The Missouri/New Madrid exercise is a functional exercise sponsored by the Missouri State Emergency Management Agency (SEMA). The three-day exercise occurs at multiple venues around the state, including the state’s Emergency Operations Center. It gives participants the opportunity to evaluate the state’s catastrophic earthquake response plan.


The functional exercise expands the emergency support function concept of operations SEMA unveiled during a tabletop earthquake exercise facilitated by Tetra Tech in May 2007.

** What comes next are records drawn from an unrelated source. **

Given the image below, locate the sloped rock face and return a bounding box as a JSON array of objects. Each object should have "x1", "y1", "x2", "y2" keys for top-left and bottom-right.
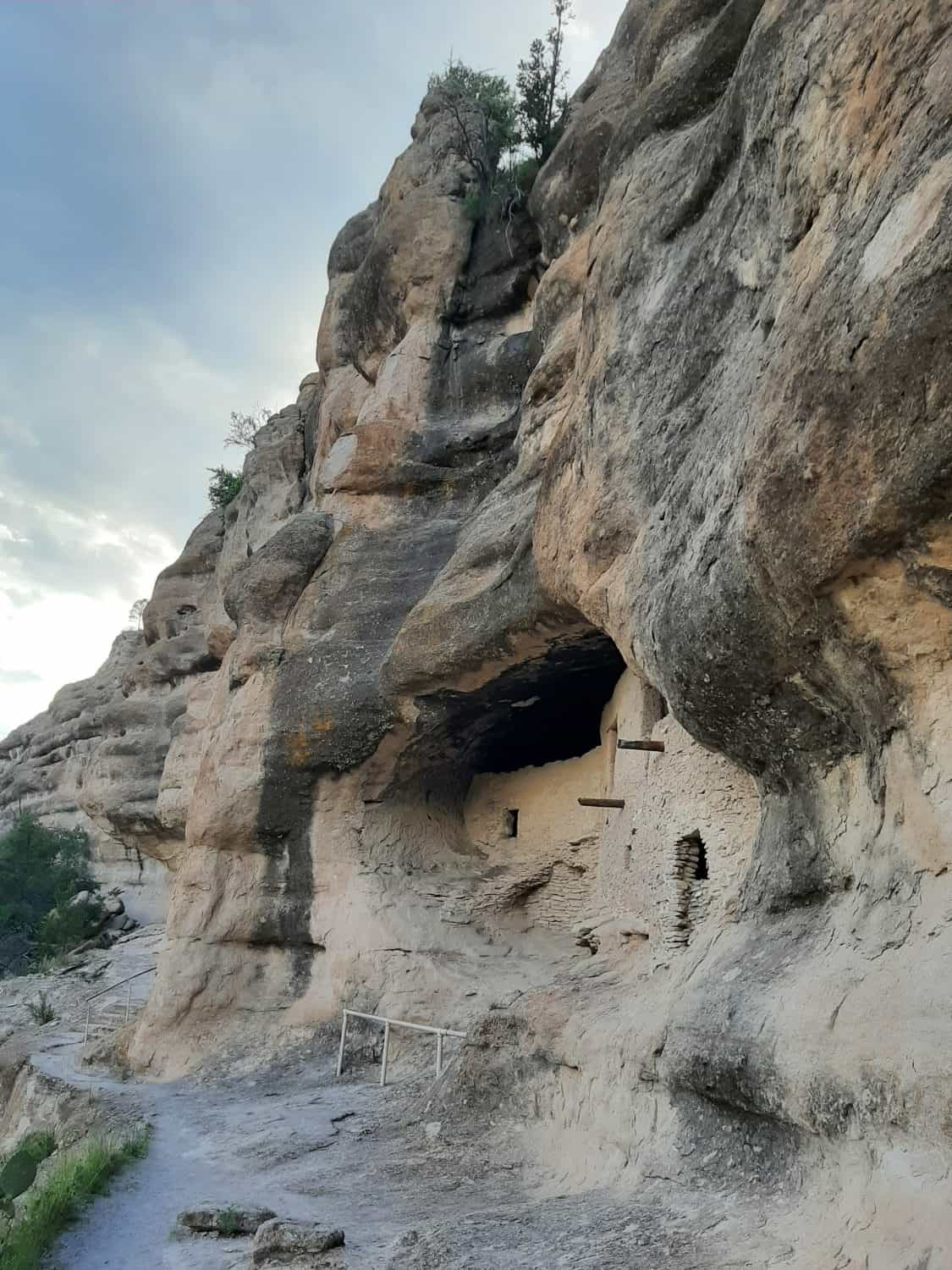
[{"x1": 2, "y1": 0, "x2": 952, "y2": 1270}]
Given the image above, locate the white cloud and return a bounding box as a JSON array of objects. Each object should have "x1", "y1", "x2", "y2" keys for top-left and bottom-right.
[{"x1": 0, "y1": 0, "x2": 624, "y2": 733}]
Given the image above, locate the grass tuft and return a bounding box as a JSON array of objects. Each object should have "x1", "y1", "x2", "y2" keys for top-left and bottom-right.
[
  {"x1": 27, "y1": 992, "x2": 56, "y2": 1028},
  {"x1": 0, "y1": 1128, "x2": 150, "y2": 1270}
]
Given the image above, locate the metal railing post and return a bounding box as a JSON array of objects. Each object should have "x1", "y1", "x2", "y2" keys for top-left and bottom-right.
[
  {"x1": 338, "y1": 1010, "x2": 348, "y2": 1076},
  {"x1": 380, "y1": 1019, "x2": 390, "y2": 1089},
  {"x1": 338, "y1": 1010, "x2": 466, "y2": 1086}
]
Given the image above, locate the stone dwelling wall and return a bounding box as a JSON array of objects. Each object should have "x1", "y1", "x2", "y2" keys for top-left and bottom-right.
[
  {"x1": 596, "y1": 672, "x2": 759, "y2": 960},
  {"x1": 464, "y1": 748, "x2": 604, "y2": 930}
]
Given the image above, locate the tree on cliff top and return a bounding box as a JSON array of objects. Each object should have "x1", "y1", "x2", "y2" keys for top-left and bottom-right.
[
  {"x1": 129, "y1": 599, "x2": 149, "y2": 632},
  {"x1": 208, "y1": 467, "x2": 244, "y2": 512},
  {"x1": 515, "y1": 0, "x2": 575, "y2": 164},
  {"x1": 225, "y1": 406, "x2": 271, "y2": 450},
  {"x1": 429, "y1": 58, "x2": 520, "y2": 196}
]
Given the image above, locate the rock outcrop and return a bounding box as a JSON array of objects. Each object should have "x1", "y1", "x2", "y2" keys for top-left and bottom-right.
[{"x1": 4, "y1": 0, "x2": 952, "y2": 1270}]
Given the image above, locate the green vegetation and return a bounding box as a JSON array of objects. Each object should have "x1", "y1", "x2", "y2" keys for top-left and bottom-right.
[
  {"x1": 208, "y1": 467, "x2": 244, "y2": 512},
  {"x1": 225, "y1": 406, "x2": 272, "y2": 450},
  {"x1": 0, "y1": 813, "x2": 102, "y2": 960},
  {"x1": 27, "y1": 992, "x2": 56, "y2": 1028},
  {"x1": 429, "y1": 0, "x2": 574, "y2": 223},
  {"x1": 0, "y1": 1130, "x2": 56, "y2": 1218},
  {"x1": 0, "y1": 1129, "x2": 149, "y2": 1270},
  {"x1": 129, "y1": 599, "x2": 149, "y2": 632},
  {"x1": 515, "y1": 0, "x2": 575, "y2": 165}
]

During the functional exercise, simulations cover six operational periods: three based on response operations and three based on recovery activities. The exercise focuses on the emergency management coordination, automatic response functions, communications, planning, operations, logistics, and the integration of federal response partners necessary to save lives, property, and the state’s welfare following a magnitude 7.7 earthquake.


The exercise was designed to require the 75 participating local jurisdictions (counties, cities, towns, and villages) to communicate information produced during local tabletop exercises to the 23 participating state agencies at the state Emergency Operations Center (EOC), state area commands, and state staging areas. Iowa’s Department of Homeland Security and Emergency Management and local Kansas jurisdictions provided support services. At the federal level, the Federal Emergency Management Agency (FEMA) mobilized and simulated its various emergency support function partners.


Tetra Tech completed the Homeland Security and Exercise Evaluation Program exercise in 120 days. To facilitate the exercise at multiple venues, Tetra Tech developed player packets for all participants. These packets included information based on the zone that they are playing as defined by the Modified Mercalli Scale, a projected damage scale. Each packet includes utilities’ infrastructure status (roads, bridges, etc.), health and medical status, and any other necessary status reports that provided situational awareness.